Impact of Local Back-Surface-Field Thickness on Open-Circuit Voltage in PERC Solar Cells: An Experimental Study Applying ANOVA to Determine Critical Sample Size Necessary to Differentiate Mean LBSF Values With Statistical Significance

Abstract

Sufficiently deep local back-surface-fields (LBSF) are crucial for achieving low contact recombination and thus high solar cell efficiencies in passivated emitter and rear contact (PERC) solar cells. In this article, we investigate spatial variations of LBSF thickness 1) across dashed contacts, 2) between lateral positions within a cell, and 3) from cell to cell. The objective of this experimental study is to proof the impact of LBSF thickness on open-circuit voltage in PERC solar cells.
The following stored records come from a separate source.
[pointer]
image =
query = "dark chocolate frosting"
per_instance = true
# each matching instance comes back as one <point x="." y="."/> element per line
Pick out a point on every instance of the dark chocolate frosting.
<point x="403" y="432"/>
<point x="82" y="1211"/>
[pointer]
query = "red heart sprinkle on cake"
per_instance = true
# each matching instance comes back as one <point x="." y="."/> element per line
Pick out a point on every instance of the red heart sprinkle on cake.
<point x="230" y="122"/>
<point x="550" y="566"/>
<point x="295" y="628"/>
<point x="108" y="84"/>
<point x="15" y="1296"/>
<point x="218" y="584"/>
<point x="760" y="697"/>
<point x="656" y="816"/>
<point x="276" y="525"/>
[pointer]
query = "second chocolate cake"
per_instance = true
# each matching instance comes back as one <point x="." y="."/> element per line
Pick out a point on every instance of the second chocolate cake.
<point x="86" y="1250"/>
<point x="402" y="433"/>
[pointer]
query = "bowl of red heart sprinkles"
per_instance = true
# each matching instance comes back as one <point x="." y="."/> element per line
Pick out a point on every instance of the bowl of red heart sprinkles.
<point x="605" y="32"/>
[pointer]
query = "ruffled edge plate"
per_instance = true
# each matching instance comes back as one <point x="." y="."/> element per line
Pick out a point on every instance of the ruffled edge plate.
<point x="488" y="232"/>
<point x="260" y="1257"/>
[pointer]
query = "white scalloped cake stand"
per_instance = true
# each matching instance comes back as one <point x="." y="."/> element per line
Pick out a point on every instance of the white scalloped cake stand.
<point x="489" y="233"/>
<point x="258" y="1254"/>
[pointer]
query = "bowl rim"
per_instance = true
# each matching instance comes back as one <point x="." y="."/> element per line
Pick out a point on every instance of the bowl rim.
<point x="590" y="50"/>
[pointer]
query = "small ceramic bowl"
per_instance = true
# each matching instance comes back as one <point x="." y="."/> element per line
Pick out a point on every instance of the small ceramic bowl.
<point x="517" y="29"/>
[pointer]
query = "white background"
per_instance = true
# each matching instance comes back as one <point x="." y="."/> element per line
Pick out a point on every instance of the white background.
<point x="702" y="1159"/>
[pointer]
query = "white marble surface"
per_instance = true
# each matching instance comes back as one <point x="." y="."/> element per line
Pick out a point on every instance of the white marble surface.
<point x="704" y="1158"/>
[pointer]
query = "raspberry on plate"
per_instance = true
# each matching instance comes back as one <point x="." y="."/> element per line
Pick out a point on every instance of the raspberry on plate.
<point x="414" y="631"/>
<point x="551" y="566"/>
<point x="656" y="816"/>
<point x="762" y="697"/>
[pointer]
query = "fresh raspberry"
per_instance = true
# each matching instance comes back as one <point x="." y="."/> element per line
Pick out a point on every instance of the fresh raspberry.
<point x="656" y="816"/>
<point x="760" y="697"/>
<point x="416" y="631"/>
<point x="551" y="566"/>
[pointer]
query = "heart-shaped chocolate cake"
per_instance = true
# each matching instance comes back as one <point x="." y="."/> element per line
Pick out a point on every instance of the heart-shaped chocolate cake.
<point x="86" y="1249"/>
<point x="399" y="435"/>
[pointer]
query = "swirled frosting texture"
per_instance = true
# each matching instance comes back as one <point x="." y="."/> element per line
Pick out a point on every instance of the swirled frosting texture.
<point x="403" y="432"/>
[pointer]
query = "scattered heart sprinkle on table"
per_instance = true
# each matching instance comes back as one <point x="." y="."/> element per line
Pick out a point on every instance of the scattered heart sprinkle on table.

Our measurements and analysis of variance (ANOVA) reveal that variations in LBSF thickness across dashed contacts exceed observed variations in LBSF thickness between lateral positions within a cell as well as cell-to-cell variations. Thus, we statistically treat all LBSF measurements of a single experimental group of PERC solar cells as one population of measurements. The two investigated experimental sets of PERC cells fired using different fast-firing profiles show a difference in LBSF thickness of about 1 μm. The resulting difference in open-circuit voltages arises to 1.3 mV. ANOVA-based analysis shows for our experimental samples that at least 19 random measurements are necessary in order to resolve LBSF thickness difference of 0.5 μm with sufficient statistical significance.